Janelle Monáe review: a masterclass in progressive showbiz spectacle

Aviva Studios, Manchester
The flawlessly classy US singer, actor – and so much more – unleashes costumes, speeches and body-positive party tunes in a virtuoso set spanning two decades of shapeshifting

Not all superheroes wear capes. This one does, though. Janelle Monáe arrives on stage two nights into a three-show residency at Factory International’s well-appointed new(ish) home resplendent in a giant robe made entirely from fabric flowers, paired with blooming boots and headdress. It’s the same outfit she wore at Glastonbury, and the one she has been wearing as support act to Coldplay in European stadiums. The wow factor is, though, undimmed – a tropicalist take on pagan that presages a series of eye-catching costume changes. Monáe asks us to lift up our cups, and we toast “the dreams we chase”: an apposite invocation for election eve.

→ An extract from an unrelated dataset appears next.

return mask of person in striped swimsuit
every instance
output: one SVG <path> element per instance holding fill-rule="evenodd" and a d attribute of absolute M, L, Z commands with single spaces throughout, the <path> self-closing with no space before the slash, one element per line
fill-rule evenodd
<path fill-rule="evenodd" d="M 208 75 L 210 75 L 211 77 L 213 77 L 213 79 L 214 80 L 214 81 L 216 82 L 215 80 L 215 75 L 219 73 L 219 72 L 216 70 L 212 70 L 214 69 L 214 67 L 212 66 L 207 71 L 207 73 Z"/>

She, and we, are on our “Champagne Shit” tonight. It’s the title of a party-forward track semi-inspired by political Afrobeat pioneer Fela Kuti’s Expensive Shit. Monáe’s most recent album, The Age of Pleasure, is just over a year old, and it bumps and grinds the message home that life is for living, that pleasure is both a personal “birthright” and a political necessity, and that “the most abundant and sustainable resource is our love”.